Jombang, blok-a.com – Satresnarkoba Polres Jombang berhasil meringkus dua pengedar dan bandar narkoba dalam Operasi Lilin Semeru 2024. Dalam penangkapan tersebut, polisi mengamankan barang bukti berupa sabu seberat 56,80 gram.
Penangkapan ini bermula saat patroli pengamanan Natal dan Tahun Baru pada Sabtu (21/12/2024).
Saat itu, petugas mencurigai seorang pemuda yang membuang sesuatu ke atap rumah. Setelah diperiksa, barang tersebut ternyata plastik bekas bungkus sabu yang diduga baru saja dikonsumsi.
Kapolres Jombang AKBP Eko Bagus Riyadi, melalui Kasat Resnarkoba AKP Ahmad Yani, menjelaskan bahwa pemuda tersebut kemudian dibawa ke Mapolres Jombang untuk pemeriksaan lebih lanjut. Dari interogasi, pemuda itu mengaku membeli sabu dari DAF (25), warga Desa Sambongdukuh, Kecamatan Jombang.

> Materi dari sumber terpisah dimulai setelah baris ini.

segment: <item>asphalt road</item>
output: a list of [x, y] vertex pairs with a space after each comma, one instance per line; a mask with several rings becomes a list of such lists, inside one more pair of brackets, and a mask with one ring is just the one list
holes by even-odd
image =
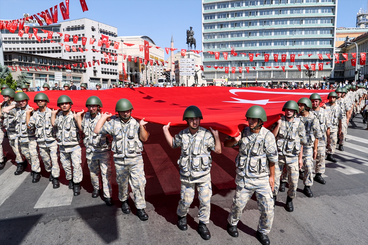
[[[324, 179], [327, 184], [315, 183], [311, 188], [313, 198], [303, 194], [302, 181], [299, 180], [294, 201], [294, 211], [289, 213], [284, 208], [286, 192], [278, 195], [269, 234], [272, 244], [367, 244], [368, 131], [365, 130], [366, 127], [360, 115], [350, 125], [348, 132], [350, 138], [346, 141], [345, 151], [336, 151], [337, 163], [326, 162], [325, 174], [328, 177]], [[196, 231], [199, 205], [197, 194], [187, 216], [188, 229], [185, 231], [179, 230], [176, 214], [180, 198], [178, 180], [167, 178], [167, 175], [177, 176], [176, 161], [180, 151], [167, 145], [162, 126], [150, 124], [147, 129], [151, 139], [147, 143], [143, 156], [147, 179], [145, 210], [149, 218], [145, 221], [135, 215], [136, 209], [130, 199], [132, 213], [125, 215], [121, 212], [115, 174], [112, 176], [114, 205], [105, 205], [102, 194], [99, 198], [92, 198], [93, 189], [86, 162], [83, 166], [81, 194], [77, 197], [72, 197], [72, 190], [66, 187], [68, 183], [62, 168], [62, 186], [58, 189], [47, 188], [50, 184], [49, 175], [44, 169], [37, 183], [32, 183], [29, 166], [22, 175], [14, 176], [10, 168], [15, 168], [15, 156], [7, 146], [6, 138], [4, 149], [8, 152], [8, 159], [12, 161], [0, 170], [0, 244], [260, 244], [255, 237], [260, 214], [254, 195], [238, 224], [239, 237], [233, 238], [226, 231], [226, 219], [234, 193], [235, 165], [231, 156], [236, 152], [231, 151], [213, 154], [217, 166], [211, 170], [213, 195], [208, 225], [212, 238], [203, 240]], [[173, 128], [172, 133], [181, 129]], [[222, 135], [222, 140], [226, 136]], [[82, 158], [85, 159], [84, 155]], [[164, 167], [160, 169], [161, 166]], [[50, 197], [56, 194], [51, 200], [56, 200], [55, 203], [60, 205], [51, 206], [57, 204], [50, 201]], [[131, 197], [134, 200], [131, 193]]]

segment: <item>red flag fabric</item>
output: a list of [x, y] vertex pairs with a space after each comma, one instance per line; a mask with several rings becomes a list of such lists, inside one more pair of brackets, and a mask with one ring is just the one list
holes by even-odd
[[187, 50], [182, 49], [180, 53], [181, 53], [182, 56], [185, 56], [187, 55]]
[[323, 71], [323, 63], [318, 63], [318, 71]]
[[290, 62], [295, 62], [295, 54], [291, 54], [290, 55]]
[[265, 54], [265, 62], [268, 62], [270, 58], [269, 54]]
[[225, 60], [227, 60], [227, 52], [222, 52], [222, 55], [224, 56], [224, 58], [225, 59]]
[[69, 14], [68, 12], [67, 12], [67, 8], [64, 5], [64, 2], [60, 3], [59, 4], [59, 6], [60, 7], [60, 11], [61, 12], [61, 16], [63, 17], [63, 19], [65, 21], [66, 19], [69, 19]]
[[149, 43], [148, 41], [144, 40], [144, 58], [147, 60], [149, 60]]
[[248, 56], [249, 56], [249, 61], [251, 62], [253, 62], [253, 58], [254, 57], [254, 54], [248, 54]]
[[355, 66], [357, 65], [357, 59], [351, 59], [351, 65]]
[[86, 3], [85, 0], [79, 0], [79, 1], [81, 3], [81, 6], [82, 6], [82, 10], [83, 11], [83, 12], [88, 11], [88, 8], [87, 7], [87, 4]]
[[281, 62], [286, 62], [286, 54], [282, 54], [281, 55]]
[[312, 67], [312, 71], [316, 70], [316, 64], [311, 64], [311, 67]]

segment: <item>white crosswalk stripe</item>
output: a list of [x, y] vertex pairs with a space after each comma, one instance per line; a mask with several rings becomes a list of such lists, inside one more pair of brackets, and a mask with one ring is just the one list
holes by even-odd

Tak butuh waktu lama, polisi memburu DAF dan berhasil menangkapnya di Jalan Raya Pattimura, Desa Sengon, Kecamatan Jombang. Dari penangkapan tersebut, polisi menemukan barang bukti berupa lima paket sabu dengan total berat 1,36 gram, ponsel, dan uang tunai Rp 82.000.
Dari penangkapan DAF, polisi mengembangkan kasus hingga menemukan ZA alias Piton (29), bandar sabu yang merupakan warga Desa Mayangan, Kecamatan Jogoroto. Piton ditangkap di Jalan Kusuma Bangsa, Jombang, saat mengendarai mobil Daihatsu Xenia bernopol AG 1711 LV.
“Di dalam mobil Piton, kami menemukan sejumlah barang bukti sabu. Kemudian kami membawanya ke kosnya untuk mencari barang bukti tambahan,” ujar AKP Ahmad Yani.
Di kos Piton, polisi menemukan 21 plastik klip berisi sabu siap edar, satu timbangan digital, lima PCR Tubes kecil, empat PCR Tubes besar, serta ponsel yang digunakan untuk transaksi narkoba. Total sabu yang diamankan dari Piton mencapai berat kotor 55,44 gram.
AKP Ahmad Yani mengungkapkan bahwa DAF dan Piton adalah residivis kasus narkoba yang baru bebas beberapa bulan lalu. Setelah keluar dari penjara, keduanya kembali mengedarkan sabu selama empat bulan terakhir.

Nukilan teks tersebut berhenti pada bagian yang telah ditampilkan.